Ratings13
Average rating3.9
Delightful story set in Lovecraft's Dreamland's. When a young student at Ulthar Women's College runs off with a boy from the waking world, Professor Vellitt Boe sets out to bring her back, unaware of the complications she'll soon run into. Johnson's tale works both as a critique of Lovecraft's male-centered views and a loving tribute to the worlds he created.
I liked this book a lot. Sometimes I found the author's voice a little hard to get into but overall the writing is accessible and moves along quickly. I enjoyed how the story was from the point of view of someone from the dream world, so bizarre, frightening things were seemingly mundane while things from our own world that we take for granted are considered new and strange.
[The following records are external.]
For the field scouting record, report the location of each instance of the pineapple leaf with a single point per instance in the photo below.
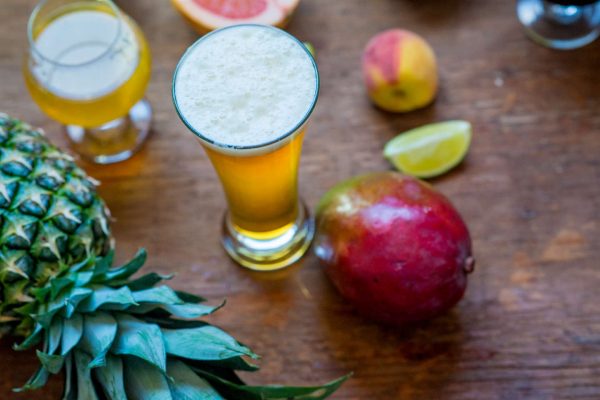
(103, 264)
(160, 294)
(102, 295)
(238, 391)
(144, 381)
(111, 378)
(234, 363)
(53, 363)
(85, 386)
(140, 339)
(83, 278)
(72, 332)
(126, 271)
(187, 310)
(216, 344)
(69, 392)
(189, 297)
(33, 339)
(54, 335)
(144, 282)
(187, 385)
(57, 286)
(75, 297)
(99, 331)
(38, 380)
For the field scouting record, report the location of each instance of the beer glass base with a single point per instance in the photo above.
(558, 26)
(274, 253)
(116, 140)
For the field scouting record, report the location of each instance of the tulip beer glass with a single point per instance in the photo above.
(88, 66)
(246, 92)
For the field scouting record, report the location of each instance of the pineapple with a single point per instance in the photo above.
(114, 336)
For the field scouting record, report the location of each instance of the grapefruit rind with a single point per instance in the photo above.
(205, 19)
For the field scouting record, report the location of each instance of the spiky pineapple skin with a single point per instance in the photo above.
(50, 217)
(113, 335)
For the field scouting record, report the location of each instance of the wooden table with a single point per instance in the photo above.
(529, 325)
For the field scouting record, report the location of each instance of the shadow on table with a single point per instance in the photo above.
(410, 362)
(438, 11)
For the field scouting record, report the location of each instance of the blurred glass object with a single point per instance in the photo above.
(88, 66)
(560, 24)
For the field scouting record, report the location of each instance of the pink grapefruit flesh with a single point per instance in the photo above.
(207, 15)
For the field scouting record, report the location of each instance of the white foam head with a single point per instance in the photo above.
(245, 86)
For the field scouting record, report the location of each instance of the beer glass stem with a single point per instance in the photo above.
(273, 253)
(563, 24)
(113, 141)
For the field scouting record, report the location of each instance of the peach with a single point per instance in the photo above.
(400, 71)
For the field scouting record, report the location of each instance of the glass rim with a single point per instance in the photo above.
(284, 136)
(33, 47)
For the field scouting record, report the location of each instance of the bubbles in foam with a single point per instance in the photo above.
(245, 86)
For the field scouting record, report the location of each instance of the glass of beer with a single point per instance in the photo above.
(246, 92)
(87, 67)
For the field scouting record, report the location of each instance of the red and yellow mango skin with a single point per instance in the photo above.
(400, 71)
(393, 247)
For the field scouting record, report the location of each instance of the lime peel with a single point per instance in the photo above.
(430, 150)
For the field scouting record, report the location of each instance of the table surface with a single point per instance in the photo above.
(529, 325)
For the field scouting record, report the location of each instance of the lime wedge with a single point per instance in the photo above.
(430, 150)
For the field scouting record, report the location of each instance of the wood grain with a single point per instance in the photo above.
(529, 325)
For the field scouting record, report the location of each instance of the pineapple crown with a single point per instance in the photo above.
(121, 338)
(114, 336)
(50, 217)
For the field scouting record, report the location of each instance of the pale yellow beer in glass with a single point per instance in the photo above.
(88, 67)
(266, 226)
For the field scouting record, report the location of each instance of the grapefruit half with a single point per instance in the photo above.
(207, 15)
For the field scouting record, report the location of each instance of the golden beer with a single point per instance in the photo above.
(263, 199)
(87, 66)
(247, 91)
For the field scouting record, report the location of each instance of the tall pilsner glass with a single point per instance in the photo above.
(246, 92)
(87, 67)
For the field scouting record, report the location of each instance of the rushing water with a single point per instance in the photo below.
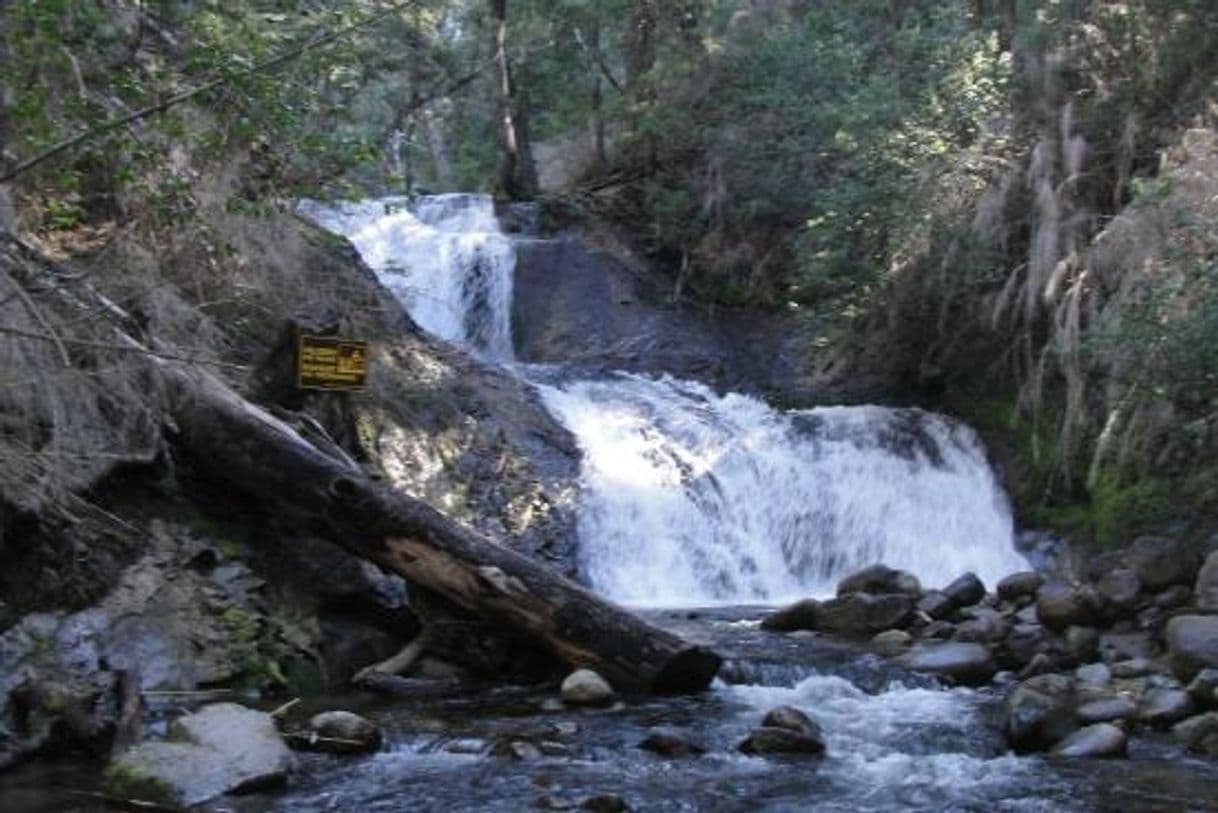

The book keeps the theme and feel of the Lovecraft story but takes a lot of the Insufferable Adventure Man out of it, which I appreciated.
I did not even realize how badly I needed a feminist take on Lovecraft in my life until I read this.
I went into this expecting a cosmic horror story, since I saw this advertised as a Lovecraftian story, but what I got instead was a gorgeous quest story that's really a hell of a lot more like fantasy than anything else. This reimagines the horrorscape of Lovecraft's imagination as...well, something not entirely unlike our own world, actually. Apart from the Elder Gods, mind-bendy physics, and the things that live underground. As I said, it's not what I expected, but I absolutely adore it all the same - especially since Johnson does a fairly good job of calling out Lovecraft's racism and misogyny.
I've watched 5-6 action movies in a row that wouldn't pass the Bechdel test and then I read something like this and my heart is all “please this and only this.” A woman, a far traveller in the dream-lands (yes the Lovecraft was strong), had settled in a college town for 20 yrs teaching math to women before being tasked with one last ultimate adventure and I loved it. so much.